Modern yeast living in fleshy fruits rapidly convert sugars into bulk ethanol through pyruvate. Pyruvate loses carbon dioxide to produce acetaldehyde, which is reduced by alcohol dehydrogenase 1 (Adh1) to ethanol, which accumulates. Yeast later consumes the accumulated ethanol, exploiting Adh2, an Adh1 homolog differing by 24 (of 348) amino acids. As many microorganisms cannot grow in ethanol, accumulated ethanol may help yeast defend resources in the fruit. We report here the resurrection of the last common ancestor of Adh1 and Adh2, called Adh(A). The kinetic behavior of Adh(A) suggests that the ancestor was optimized to make (not consume) ethanol. This is consistent with the hypothesis that before the Adh1-Adh2 duplication, yeast did not accumulate ethanol for later consumption but rather used Adh(A) to recycle NADH generated in the glycolytic pathway. Silent nucleotide dating suggests that the Adh1-Adh2 duplication occurred near the time of duplication of several other proteins involved in the accumulation of ethanol, possibly in the Cretaceous age when fleshy fruits arose. These results help to connect the chemical behavior of these enzymes through systems analysis to a time of global ecosystem change, a small but useful step towards a planetary systems biology.

Figure 1

The pathway by which yeast make, accumulate and then consume ethanol. Enzymes in red are associated with gene duplications that, according to the transition redundant exchange clock, arose nearly contemporaneously.
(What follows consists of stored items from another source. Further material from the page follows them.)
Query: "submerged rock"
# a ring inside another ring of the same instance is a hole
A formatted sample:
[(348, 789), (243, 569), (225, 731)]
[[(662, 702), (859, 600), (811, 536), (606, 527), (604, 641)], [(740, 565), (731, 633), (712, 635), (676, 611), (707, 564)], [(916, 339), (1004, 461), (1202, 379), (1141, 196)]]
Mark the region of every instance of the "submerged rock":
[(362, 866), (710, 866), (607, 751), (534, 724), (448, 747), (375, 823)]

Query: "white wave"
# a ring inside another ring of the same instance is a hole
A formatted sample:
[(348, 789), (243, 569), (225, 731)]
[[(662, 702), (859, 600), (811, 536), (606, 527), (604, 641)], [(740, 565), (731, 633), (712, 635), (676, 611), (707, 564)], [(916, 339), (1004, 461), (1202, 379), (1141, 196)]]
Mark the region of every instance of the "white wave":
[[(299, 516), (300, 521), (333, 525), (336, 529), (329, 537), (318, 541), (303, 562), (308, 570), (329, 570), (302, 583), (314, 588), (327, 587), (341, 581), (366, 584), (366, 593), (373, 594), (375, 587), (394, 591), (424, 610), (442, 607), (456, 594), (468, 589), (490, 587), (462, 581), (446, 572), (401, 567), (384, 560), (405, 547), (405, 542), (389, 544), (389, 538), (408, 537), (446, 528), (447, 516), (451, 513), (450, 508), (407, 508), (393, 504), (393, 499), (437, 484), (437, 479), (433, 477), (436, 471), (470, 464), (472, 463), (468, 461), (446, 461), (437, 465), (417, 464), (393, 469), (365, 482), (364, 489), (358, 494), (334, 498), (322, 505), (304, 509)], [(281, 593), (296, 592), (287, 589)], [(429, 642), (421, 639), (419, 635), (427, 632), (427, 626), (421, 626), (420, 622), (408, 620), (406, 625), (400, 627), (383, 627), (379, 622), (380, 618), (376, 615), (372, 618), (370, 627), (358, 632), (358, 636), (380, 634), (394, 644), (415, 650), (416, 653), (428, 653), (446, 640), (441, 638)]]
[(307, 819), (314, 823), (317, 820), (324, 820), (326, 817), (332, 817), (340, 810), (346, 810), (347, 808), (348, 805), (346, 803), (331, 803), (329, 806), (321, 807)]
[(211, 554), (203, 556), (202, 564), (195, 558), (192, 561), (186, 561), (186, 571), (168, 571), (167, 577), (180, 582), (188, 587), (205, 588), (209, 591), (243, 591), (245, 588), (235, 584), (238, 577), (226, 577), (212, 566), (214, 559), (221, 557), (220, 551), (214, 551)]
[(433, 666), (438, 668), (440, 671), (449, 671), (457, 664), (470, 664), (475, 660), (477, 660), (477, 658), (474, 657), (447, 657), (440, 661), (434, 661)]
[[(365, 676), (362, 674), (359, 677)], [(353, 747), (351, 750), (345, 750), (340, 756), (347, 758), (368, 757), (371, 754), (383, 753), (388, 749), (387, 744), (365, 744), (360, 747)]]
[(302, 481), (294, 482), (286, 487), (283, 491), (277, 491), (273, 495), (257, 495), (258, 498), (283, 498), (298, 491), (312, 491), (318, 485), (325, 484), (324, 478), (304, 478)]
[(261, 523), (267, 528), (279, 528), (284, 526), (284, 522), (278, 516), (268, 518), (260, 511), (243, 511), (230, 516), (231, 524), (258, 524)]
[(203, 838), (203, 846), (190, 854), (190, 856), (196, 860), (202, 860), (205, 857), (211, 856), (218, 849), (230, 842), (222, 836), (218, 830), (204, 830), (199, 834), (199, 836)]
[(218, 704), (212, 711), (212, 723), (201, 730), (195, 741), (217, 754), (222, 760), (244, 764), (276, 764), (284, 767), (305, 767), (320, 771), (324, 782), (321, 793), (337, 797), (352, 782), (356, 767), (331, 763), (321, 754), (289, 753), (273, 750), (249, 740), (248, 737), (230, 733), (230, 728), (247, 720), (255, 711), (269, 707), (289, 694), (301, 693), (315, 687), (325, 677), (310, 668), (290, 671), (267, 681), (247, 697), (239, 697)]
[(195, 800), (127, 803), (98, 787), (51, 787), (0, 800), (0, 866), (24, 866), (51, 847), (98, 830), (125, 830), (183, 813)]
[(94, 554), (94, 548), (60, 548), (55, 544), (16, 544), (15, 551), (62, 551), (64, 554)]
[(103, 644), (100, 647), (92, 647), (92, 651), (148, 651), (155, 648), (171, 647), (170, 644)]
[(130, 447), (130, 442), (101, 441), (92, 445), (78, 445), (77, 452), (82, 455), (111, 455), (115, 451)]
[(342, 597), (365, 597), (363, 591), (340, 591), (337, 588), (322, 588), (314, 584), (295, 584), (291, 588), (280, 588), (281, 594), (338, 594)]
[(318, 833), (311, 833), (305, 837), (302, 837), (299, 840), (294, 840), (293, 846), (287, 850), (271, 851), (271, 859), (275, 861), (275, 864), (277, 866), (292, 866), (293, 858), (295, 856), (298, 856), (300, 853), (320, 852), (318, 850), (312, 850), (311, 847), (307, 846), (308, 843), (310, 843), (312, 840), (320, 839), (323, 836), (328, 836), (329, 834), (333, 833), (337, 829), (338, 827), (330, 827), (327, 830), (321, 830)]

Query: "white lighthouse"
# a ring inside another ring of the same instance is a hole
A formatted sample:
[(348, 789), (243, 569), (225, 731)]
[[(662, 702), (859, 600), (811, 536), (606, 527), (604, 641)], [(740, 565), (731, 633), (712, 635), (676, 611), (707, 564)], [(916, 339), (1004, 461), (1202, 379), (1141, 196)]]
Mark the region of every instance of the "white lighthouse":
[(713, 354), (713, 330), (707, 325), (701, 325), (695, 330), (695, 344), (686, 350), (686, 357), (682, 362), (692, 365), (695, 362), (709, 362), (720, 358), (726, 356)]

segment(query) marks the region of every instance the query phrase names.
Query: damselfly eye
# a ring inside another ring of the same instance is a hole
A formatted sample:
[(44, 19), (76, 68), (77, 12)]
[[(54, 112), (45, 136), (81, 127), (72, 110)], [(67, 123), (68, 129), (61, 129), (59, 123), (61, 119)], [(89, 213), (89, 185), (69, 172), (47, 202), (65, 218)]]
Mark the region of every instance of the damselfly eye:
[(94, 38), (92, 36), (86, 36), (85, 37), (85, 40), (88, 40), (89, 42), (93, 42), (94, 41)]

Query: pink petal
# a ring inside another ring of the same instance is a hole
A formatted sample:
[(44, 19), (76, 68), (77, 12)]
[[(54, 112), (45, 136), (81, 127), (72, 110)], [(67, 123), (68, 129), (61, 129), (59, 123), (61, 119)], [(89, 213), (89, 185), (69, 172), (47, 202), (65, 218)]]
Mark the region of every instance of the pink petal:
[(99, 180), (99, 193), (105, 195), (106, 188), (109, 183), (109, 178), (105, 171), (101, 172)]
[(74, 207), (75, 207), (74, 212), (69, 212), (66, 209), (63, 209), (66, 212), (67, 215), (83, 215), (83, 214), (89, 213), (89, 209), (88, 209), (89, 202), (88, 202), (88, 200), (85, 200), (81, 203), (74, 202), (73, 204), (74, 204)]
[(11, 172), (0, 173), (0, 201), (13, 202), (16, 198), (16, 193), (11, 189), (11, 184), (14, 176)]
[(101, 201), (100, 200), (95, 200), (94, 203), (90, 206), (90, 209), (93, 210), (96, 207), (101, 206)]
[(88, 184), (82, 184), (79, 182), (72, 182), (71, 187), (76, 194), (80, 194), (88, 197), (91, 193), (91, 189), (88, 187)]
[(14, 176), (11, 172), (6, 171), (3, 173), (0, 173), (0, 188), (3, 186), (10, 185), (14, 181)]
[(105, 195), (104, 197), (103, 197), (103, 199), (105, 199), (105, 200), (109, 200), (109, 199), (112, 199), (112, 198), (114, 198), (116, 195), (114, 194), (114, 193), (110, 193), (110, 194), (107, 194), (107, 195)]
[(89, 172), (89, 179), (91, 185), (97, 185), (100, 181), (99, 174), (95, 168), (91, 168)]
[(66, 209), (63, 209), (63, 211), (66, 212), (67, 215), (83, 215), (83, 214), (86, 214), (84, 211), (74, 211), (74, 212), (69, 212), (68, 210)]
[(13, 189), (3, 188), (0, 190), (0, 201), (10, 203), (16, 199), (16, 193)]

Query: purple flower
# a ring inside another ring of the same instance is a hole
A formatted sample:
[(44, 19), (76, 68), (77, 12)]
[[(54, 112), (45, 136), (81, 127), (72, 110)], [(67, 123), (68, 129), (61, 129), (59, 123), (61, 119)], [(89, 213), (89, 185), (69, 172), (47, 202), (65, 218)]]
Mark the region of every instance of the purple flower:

The make-accumulate-consume pathway is boxed. The shunting of the carbon atoms from pyruvate into (and then out of, blue arrows) ethanol is energy-expensive, consuming a molecule of ATP (green) for every molecule of ethanol generated. This ATP is not consumed if pyruvate is oxidatively decarboxylated directly to acetyl-coenzyme A to enter the citric acid cycle directly (dashed arrow to the right). If dioxygen is available, the recycling of NADH does not need the acetaldehyde-to-ethanol reduction.

Figure 2

Maximum likelihood trees interrelating sequences determined in this work with sequences in the publicly available database. Shown are the two trees with the best (and nearly equal) ML scores using the following parameters estimated from the data: substitutions A↔C, A↔T, C↔G and G↔T = 1.00; A↔G = 2.92; and C↔T = 5.89; empirical base frequencies; and proportion of invariable sites and the shape parameter of the gamma distribution set to 0.33 and 1.31, respectively. The scale bar represents the number of substitutions per codon per unit evolutionary time. Single, double and triple asterisks represent bootstrap values greater than 50%, 70% and 90%, respectively.